Le informazioni sulla sua vita sono lacunose. Nacque a Breda (ducato di Brabante, nell’attuale Belgio) tra il 1524 e il 1530, si formò come pittore ad Anversa e, dopo aver ottenuto il titolo di maestro, fece un viaggio in Italia. Al ritorno si stabilì nuovamente ad Anversa, per poi trasferirsi nel 1562 a Bruxelles, dove si sposò e lavorò fino alla morte.
Non ci sono notizie precise sulla sua personalità e neppure sulle sue credenze religiose e politiche, un aspetto importante in un periodo in cui i Paesi Bassi vivevano una grande agitazione per il diffondersi delle idee protestanti e l’inasprirsi dei rapporti con Filippo II di Spagna, sovrano del Paese. Forse fu proprio questo clima teso che spinse Bruegel a rifugiarsi nell’evocazione del paesaggio e della semplice vita contadina.

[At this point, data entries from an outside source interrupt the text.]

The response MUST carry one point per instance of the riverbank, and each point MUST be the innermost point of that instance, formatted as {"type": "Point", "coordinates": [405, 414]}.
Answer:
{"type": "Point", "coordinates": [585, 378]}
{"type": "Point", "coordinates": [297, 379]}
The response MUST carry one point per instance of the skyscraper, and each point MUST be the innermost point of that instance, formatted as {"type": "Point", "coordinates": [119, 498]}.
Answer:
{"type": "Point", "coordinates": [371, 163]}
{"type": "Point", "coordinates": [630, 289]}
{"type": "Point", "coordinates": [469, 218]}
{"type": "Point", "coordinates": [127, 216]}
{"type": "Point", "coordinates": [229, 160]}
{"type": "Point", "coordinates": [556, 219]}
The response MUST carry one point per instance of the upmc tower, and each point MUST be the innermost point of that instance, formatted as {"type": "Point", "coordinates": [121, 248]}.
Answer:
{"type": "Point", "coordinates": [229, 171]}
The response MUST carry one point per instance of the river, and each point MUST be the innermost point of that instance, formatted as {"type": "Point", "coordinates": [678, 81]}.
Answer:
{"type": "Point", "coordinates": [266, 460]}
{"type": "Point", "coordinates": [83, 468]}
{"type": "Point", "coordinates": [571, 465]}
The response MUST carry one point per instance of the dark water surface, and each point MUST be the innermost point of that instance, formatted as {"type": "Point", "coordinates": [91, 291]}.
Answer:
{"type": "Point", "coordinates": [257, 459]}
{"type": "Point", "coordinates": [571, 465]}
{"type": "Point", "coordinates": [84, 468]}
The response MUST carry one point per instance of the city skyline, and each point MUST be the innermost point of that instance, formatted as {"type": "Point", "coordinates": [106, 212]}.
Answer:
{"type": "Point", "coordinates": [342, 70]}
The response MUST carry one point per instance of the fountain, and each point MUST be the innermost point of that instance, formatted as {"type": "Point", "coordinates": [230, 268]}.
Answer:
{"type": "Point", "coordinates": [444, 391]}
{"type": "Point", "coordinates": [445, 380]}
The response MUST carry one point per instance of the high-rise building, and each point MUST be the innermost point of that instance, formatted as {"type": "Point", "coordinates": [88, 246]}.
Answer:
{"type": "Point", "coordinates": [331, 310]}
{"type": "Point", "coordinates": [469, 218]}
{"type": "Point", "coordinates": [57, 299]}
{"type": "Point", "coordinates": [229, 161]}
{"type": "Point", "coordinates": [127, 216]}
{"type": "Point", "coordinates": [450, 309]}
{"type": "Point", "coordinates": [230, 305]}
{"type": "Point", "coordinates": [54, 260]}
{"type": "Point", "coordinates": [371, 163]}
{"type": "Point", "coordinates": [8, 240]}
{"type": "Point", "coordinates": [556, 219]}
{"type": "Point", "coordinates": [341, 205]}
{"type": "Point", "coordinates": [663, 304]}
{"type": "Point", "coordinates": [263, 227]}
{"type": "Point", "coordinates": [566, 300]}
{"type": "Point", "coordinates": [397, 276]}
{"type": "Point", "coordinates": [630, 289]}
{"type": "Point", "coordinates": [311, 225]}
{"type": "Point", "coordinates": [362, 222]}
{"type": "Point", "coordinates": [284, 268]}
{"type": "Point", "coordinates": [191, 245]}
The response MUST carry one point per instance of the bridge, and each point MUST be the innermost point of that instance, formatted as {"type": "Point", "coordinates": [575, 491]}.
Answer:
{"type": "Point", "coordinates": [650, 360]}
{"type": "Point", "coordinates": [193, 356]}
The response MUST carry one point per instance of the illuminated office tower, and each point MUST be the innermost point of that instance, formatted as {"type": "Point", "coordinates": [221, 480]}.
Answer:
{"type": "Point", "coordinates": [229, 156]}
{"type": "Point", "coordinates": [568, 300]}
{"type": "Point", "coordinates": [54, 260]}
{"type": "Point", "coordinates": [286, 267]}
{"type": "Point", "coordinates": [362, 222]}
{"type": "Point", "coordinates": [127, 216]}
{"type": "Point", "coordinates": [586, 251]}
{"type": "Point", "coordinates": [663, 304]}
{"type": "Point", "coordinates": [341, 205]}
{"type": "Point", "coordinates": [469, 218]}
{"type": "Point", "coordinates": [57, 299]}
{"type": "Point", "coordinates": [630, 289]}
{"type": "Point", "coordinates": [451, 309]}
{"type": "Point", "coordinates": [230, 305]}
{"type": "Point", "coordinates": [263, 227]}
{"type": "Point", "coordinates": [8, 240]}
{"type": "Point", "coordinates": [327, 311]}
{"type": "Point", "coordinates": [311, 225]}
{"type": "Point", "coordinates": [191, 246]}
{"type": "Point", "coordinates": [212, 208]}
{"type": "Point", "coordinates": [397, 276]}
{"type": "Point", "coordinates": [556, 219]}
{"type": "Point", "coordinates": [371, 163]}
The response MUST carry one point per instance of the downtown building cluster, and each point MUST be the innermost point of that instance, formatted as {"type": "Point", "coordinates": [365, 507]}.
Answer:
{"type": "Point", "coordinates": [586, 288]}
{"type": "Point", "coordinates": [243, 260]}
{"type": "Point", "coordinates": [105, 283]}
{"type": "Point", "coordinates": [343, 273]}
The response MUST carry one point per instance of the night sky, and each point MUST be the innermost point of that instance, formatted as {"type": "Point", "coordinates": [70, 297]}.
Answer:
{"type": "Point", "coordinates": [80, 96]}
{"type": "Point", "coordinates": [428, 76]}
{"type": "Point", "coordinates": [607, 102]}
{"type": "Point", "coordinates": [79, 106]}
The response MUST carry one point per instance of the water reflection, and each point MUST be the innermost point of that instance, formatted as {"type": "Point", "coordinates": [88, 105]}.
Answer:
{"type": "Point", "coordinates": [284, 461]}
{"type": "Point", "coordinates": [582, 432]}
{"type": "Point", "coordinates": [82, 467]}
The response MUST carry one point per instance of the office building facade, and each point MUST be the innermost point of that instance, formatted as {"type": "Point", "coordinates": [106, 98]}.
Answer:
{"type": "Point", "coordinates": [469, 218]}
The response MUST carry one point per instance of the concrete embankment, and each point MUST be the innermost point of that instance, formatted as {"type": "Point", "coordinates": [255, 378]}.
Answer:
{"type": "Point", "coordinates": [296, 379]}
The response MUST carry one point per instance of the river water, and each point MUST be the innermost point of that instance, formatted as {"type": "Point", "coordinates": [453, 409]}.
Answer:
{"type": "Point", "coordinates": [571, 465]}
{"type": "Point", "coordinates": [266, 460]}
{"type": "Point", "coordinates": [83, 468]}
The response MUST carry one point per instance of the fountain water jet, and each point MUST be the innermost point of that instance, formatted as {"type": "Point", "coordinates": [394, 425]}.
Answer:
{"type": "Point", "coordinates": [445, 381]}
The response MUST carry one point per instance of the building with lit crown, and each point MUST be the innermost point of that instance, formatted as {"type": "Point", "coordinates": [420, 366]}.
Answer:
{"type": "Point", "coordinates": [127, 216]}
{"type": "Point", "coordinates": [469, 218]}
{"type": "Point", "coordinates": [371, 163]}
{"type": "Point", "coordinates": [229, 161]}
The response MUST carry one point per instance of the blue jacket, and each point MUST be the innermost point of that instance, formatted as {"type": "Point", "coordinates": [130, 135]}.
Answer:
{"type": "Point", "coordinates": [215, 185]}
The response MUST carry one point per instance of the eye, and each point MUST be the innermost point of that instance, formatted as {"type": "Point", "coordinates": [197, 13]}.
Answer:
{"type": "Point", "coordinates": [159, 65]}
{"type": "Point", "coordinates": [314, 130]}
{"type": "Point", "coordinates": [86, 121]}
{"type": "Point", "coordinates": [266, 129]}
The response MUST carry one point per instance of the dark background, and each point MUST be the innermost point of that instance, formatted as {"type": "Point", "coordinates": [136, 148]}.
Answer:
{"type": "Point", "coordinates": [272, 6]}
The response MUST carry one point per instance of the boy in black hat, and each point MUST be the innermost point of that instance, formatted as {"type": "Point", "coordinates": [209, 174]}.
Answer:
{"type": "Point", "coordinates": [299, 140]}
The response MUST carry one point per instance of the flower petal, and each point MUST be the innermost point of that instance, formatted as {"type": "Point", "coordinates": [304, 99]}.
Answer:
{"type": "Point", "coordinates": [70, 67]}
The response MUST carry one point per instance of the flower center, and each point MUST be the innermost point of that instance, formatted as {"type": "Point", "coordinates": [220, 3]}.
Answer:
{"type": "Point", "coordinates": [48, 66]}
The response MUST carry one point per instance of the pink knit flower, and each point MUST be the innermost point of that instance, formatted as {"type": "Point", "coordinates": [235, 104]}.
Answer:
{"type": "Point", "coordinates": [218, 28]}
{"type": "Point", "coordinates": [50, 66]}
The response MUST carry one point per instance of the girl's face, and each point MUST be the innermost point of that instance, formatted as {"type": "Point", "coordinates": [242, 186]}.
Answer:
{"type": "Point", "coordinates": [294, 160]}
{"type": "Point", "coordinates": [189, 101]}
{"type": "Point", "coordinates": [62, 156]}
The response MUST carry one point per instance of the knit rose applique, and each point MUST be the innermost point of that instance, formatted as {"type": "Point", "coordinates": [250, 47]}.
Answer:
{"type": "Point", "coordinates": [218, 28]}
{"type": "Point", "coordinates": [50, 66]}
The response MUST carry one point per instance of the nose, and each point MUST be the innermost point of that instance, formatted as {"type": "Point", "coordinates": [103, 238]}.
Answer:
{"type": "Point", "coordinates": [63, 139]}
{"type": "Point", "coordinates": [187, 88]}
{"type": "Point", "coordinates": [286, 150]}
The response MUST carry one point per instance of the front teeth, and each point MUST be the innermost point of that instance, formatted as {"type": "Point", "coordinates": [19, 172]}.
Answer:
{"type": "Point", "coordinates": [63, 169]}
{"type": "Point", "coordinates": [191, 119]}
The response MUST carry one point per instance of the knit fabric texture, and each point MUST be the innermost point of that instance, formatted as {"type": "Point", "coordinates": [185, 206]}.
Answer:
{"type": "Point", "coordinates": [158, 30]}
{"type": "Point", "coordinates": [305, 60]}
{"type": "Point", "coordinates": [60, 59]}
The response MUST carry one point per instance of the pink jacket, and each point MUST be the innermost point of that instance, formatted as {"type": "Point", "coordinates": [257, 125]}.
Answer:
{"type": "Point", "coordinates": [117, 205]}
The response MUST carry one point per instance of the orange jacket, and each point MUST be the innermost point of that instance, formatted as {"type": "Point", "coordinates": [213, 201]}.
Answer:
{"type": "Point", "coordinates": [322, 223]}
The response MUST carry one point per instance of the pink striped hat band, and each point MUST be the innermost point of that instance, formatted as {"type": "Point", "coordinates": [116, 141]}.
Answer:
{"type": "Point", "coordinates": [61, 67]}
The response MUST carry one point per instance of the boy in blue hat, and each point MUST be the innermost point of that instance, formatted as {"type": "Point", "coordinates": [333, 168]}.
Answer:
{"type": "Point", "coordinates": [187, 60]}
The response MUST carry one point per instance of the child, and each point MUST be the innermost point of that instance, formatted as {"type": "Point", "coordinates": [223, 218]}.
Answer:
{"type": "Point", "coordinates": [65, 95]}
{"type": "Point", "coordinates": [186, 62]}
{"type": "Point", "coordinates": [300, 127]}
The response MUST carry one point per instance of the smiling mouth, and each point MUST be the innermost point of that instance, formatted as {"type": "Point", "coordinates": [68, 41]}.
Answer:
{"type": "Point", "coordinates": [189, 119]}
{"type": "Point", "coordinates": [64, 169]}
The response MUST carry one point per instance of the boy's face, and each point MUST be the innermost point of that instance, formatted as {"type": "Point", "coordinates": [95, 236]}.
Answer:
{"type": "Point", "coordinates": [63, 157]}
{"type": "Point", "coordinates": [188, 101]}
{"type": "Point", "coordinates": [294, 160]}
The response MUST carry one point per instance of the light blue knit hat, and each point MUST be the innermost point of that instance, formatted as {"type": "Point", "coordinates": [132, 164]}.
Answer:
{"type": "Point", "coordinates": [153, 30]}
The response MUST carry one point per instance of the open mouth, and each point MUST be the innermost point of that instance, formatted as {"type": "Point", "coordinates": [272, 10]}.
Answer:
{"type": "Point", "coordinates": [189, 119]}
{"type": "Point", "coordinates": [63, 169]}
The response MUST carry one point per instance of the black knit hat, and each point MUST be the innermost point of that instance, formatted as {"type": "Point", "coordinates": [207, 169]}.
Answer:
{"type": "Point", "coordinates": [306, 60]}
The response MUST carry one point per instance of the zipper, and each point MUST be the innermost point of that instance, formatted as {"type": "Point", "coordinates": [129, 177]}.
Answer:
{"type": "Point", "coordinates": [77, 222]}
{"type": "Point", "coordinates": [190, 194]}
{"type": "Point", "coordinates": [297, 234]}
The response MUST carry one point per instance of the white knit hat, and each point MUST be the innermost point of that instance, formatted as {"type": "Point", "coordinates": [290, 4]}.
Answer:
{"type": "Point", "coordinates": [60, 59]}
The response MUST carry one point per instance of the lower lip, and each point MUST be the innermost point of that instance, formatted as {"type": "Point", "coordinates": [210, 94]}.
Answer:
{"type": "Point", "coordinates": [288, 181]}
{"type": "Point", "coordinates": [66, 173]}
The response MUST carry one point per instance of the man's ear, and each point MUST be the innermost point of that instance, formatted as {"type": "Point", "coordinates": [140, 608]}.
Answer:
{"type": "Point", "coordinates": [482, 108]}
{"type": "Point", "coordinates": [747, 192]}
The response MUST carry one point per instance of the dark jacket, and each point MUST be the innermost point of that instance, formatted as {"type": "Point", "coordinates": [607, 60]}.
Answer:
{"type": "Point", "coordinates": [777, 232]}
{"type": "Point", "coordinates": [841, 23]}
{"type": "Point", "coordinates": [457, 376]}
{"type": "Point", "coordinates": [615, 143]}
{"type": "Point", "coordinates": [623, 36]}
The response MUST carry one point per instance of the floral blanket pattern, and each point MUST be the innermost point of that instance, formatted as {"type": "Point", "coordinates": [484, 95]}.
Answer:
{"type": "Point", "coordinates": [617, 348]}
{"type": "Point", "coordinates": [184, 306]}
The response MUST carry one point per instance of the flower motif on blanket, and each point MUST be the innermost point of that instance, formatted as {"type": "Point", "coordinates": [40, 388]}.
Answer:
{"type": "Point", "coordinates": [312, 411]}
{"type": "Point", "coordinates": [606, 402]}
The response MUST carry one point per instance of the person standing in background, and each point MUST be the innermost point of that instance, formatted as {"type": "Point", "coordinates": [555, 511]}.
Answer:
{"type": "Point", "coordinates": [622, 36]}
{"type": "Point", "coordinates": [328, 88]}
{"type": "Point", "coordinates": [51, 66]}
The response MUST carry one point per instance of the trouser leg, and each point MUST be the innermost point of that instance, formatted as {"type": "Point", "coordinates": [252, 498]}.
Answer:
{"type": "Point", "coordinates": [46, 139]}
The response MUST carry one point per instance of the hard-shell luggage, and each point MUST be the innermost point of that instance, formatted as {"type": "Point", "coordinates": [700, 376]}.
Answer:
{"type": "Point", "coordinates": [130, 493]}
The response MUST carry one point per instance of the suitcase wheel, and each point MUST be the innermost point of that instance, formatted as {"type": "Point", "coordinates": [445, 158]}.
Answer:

Bruegel non ritrasse la vita campestre in situ, ma compose queste scene nel suo studio, basandosi sui numerosi bozzetti fatti nel corso dei suoi viaggi in Italia e tra i paesini delle Fiandre. Sebbene non siano una rappresentazione fedele della realtà, i suoi quadri illustrano il «teatro del mondo», che l’artista conobbe di persona e cercò di dipingere in modo oggettivo e scevro da sentimentalismi. Le descrizioni di Bruegel dei rituali del mondo contadino, come il lavoro nei campi, la caccia, le feste, i giochi e le danze, sono vivide e indimenticabili. La sua opera offre la possibilità unica di osservare una cultura popolare oggi scomparsa.